The American Geriatrics Society 2012 Beers Criteria was used to identify PIMs with a recommendation to avoid, regardless of patients’ comorbidities. We included as PIMs those medications where the recommendation to avoid was strong and the quality of evidence was classified as moderate or high, also taking into account exposure to drugs above recommended maximum daily dose.25 Table S1 lists the PIMs meeting these criteria.
Frailty
The frailty index (FI) was calculated using a well described methodology,26 based on accumulated health deficits such as symptoms, signs, disabilities, and diseases measured in the interRAI Home Care assessment. Disability in ADL and IADL, impairments in general cognition and mobility, number of comorbidities, incontinence, and depressed mood were included as deficits. For each patient, deficits were added and divided by the total counted, here 57, to calculate an individual index score. Polypharmacy was excluded from the deficit count. The higher the score, the greater the number of deficits, and the more likely the patient is to be frail. In community-dwelling older people, 0.25 has been proposed as the cutoff between “fit” and “frail,” with scores of >0.40 associated with dependence on others for activities of daily living.27
Analysis
To describe characteristics across polypharmacy groups, comparison of means (analysis of variance) or medians (Kruskal–Wallis test) for continuous variables was used, depending on distribution of the data. For categorical variables, chi-square or Fisher’s exact test (where cell numbers are less than five) was performed. An exploratory analysis using logistic regression models tested the association between polypharmacy, frailty status, and functional outcomes. For the purpose of interpreting odds ratios, FI was multiplied by 10 so that the per-unit change was 0.1.8 Patients with missing data were excluded from the relevant analysis, and percentages were reported as proportions of patients with available data. Significance level was set at P-value of <0.05. The SPSS IBM version 22 was used for analysis.
Results
Of the 351 TCP clients enrolled in the study, four cases had missing medication data. The remaining 347 cases were included in the analysis. The mean age (standard deviation [SD]) was 78.9 (±8.8) years, and 65.7% were females. The majority of patients discharged to the TCP needed ongoing support after hospitalization for orthopedic conditions (50.7%), including fractures (37.5%), medical conditions resulting in deconditioning (23.6%), and stroke (14.6%). The median length of stay in the TCP was 54 days (interquartile range 37–73 days).

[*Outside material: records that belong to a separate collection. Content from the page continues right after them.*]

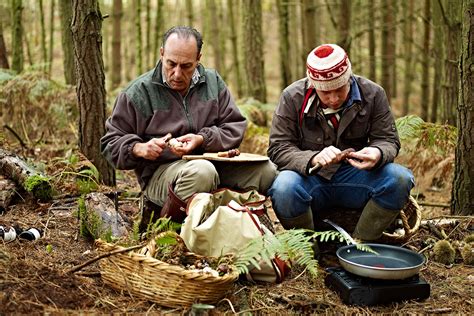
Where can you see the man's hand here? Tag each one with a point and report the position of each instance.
(152, 149)
(189, 143)
(366, 158)
(327, 156)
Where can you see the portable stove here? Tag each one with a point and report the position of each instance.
(356, 290)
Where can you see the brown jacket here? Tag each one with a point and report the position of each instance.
(148, 108)
(294, 141)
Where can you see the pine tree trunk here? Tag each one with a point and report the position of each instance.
(284, 43)
(371, 34)
(148, 34)
(3, 50)
(235, 50)
(387, 47)
(116, 74)
(463, 186)
(51, 38)
(408, 55)
(158, 30)
(425, 63)
(138, 38)
(453, 29)
(44, 52)
(344, 25)
(308, 27)
(65, 10)
(86, 33)
(17, 36)
(438, 51)
(253, 49)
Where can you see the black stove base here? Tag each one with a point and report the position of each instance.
(355, 290)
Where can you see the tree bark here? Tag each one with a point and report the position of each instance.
(138, 38)
(387, 48)
(451, 11)
(31, 180)
(51, 38)
(425, 62)
(253, 48)
(284, 43)
(17, 36)
(408, 55)
(3, 50)
(371, 34)
(116, 44)
(86, 31)
(463, 186)
(65, 10)
(344, 25)
(235, 51)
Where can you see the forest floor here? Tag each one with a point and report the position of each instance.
(34, 276)
(36, 279)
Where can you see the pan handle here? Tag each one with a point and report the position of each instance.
(341, 230)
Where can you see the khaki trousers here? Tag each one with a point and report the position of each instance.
(194, 176)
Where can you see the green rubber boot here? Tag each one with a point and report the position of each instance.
(373, 221)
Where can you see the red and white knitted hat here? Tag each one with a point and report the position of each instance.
(328, 67)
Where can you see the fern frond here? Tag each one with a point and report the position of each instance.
(291, 245)
(409, 126)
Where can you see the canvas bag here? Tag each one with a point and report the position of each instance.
(223, 222)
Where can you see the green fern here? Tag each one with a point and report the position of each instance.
(409, 126)
(291, 245)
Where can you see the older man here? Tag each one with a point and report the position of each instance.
(334, 139)
(181, 99)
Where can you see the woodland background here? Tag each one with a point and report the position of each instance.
(63, 62)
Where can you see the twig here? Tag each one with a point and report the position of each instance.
(104, 255)
(433, 204)
(22, 143)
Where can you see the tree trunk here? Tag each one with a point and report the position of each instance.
(51, 38)
(3, 50)
(452, 12)
(408, 55)
(235, 50)
(17, 36)
(214, 28)
(371, 34)
(44, 52)
(463, 186)
(253, 48)
(148, 34)
(344, 25)
(284, 43)
(158, 30)
(116, 44)
(308, 27)
(387, 47)
(138, 36)
(31, 180)
(425, 63)
(86, 31)
(438, 50)
(65, 10)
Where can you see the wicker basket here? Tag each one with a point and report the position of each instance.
(160, 282)
(411, 219)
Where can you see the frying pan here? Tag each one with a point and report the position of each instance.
(388, 263)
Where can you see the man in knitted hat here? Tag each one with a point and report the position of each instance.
(334, 139)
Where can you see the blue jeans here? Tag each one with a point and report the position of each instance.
(389, 187)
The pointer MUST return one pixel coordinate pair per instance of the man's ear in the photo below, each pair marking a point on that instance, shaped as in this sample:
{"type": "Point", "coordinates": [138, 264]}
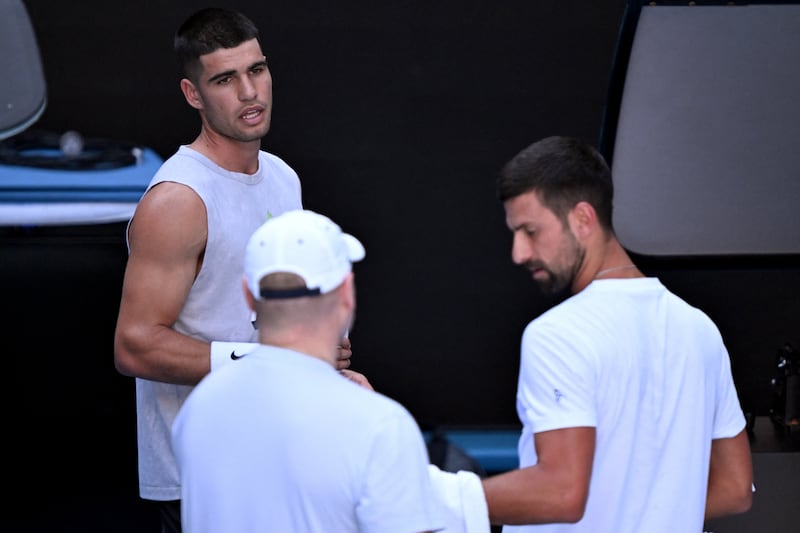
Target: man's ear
{"type": "Point", "coordinates": [190, 93]}
{"type": "Point", "coordinates": [251, 301]}
{"type": "Point", "coordinates": [583, 219]}
{"type": "Point", "coordinates": [349, 290]}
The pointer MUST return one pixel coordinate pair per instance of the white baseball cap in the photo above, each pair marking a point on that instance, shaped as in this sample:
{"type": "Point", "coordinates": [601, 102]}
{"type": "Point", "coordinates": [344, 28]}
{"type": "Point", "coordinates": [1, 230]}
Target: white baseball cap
{"type": "Point", "coordinates": [304, 243]}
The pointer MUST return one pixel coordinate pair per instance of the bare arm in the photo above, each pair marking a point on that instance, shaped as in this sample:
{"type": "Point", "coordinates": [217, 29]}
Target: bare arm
{"type": "Point", "coordinates": [730, 477]}
{"type": "Point", "coordinates": [167, 239]}
{"type": "Point", "coordinates": [553, 490]}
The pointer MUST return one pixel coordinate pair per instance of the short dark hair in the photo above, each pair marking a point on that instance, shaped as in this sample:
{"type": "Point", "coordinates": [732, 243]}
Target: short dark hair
{"type": "Point", "coordinates": [208, 30]}
{"type": "Point", "coordinates": [562, 171]}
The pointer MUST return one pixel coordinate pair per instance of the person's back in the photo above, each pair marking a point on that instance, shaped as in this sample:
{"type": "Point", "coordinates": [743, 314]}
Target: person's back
{"type": "Point", "coordinates": [263, 448]}
{"type": "Point", "coordinates": [630, 416]}
{"type": "Point", "coordinates": [651, 394]}
{"type": "Point", "coordinates": [281, 441]}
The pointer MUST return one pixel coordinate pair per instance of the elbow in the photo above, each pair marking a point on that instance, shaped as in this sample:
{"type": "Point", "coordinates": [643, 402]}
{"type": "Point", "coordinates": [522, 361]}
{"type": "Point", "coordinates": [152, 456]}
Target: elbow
{"type": "Point", "coordinates": [744, 501]}
{"type": "Point", "coordinates": [125, 361]}
{"type": "Point", "coordinates": [574, 510]}
{"type": "Point", "coordinates": [572, 505]}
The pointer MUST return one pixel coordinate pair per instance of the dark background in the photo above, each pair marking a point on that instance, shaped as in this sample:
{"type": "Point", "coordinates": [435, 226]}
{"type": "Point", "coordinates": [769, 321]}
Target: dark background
{"type": "Point", "coordinates": [396, 115]}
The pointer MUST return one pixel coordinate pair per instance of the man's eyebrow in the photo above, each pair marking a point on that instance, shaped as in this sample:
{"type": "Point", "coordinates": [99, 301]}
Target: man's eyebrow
{"type": "Point", "coordinates": [228, 73]}
{"type": "Point", "coordinates": [221, 75]}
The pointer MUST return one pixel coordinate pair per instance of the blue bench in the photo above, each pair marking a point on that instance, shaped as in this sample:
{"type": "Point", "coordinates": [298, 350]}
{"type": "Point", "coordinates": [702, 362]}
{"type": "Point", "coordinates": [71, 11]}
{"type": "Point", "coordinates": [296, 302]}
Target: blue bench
{"type": "Point", "coordinates": [495, 450]}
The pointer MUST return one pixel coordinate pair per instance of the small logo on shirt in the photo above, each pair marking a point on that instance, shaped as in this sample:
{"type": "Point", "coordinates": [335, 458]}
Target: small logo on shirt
{"type": "Point", "coordinates": [235, 357]}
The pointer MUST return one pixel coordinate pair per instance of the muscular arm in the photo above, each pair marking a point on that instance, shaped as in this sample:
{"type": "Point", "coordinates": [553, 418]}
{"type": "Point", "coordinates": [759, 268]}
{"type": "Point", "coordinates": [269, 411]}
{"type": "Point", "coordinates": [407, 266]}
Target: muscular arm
{"type": "Point", "coordinates": [167, 239]}
{"type": "Point", "coordinates": [730, 477]}
{"type": "Point", "coordinates": [553, 490]}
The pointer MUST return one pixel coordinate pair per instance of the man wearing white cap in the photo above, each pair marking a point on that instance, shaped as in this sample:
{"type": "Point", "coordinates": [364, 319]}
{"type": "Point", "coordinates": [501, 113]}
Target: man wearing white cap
{"type": "Point", "coordinates": [281, 441]}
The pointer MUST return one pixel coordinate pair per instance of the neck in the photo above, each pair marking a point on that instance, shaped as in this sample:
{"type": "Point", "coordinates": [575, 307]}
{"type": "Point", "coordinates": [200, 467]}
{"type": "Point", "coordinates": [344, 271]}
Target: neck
{"type": "Point", "coordinates": [605, 271]}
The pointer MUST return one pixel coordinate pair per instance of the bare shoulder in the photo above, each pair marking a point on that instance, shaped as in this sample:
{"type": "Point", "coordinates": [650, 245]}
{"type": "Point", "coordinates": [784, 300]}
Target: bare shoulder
{"type": "Point", "coordinates": [170, 214]}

The number of regular medications taken ranged from 0 to 24, with a mean (SD) of 8.5 (±3.6). For “as needed” pro re nata (PRN) medications, the mean (SD) was 0.8 (±1.1). Only 14.1% of patients took <5 regular medications (non-polypharmacy). Polypharmacy (5–9 drugs) was observed in 46.7% and hyperpolypharmacy (≥10 drugs) in 39.2%. The majority in the hyperpolypharmacy group (n=131; 96.3%) were taking between 10 and 15 regular medications, with five taking more than 15 regular medications.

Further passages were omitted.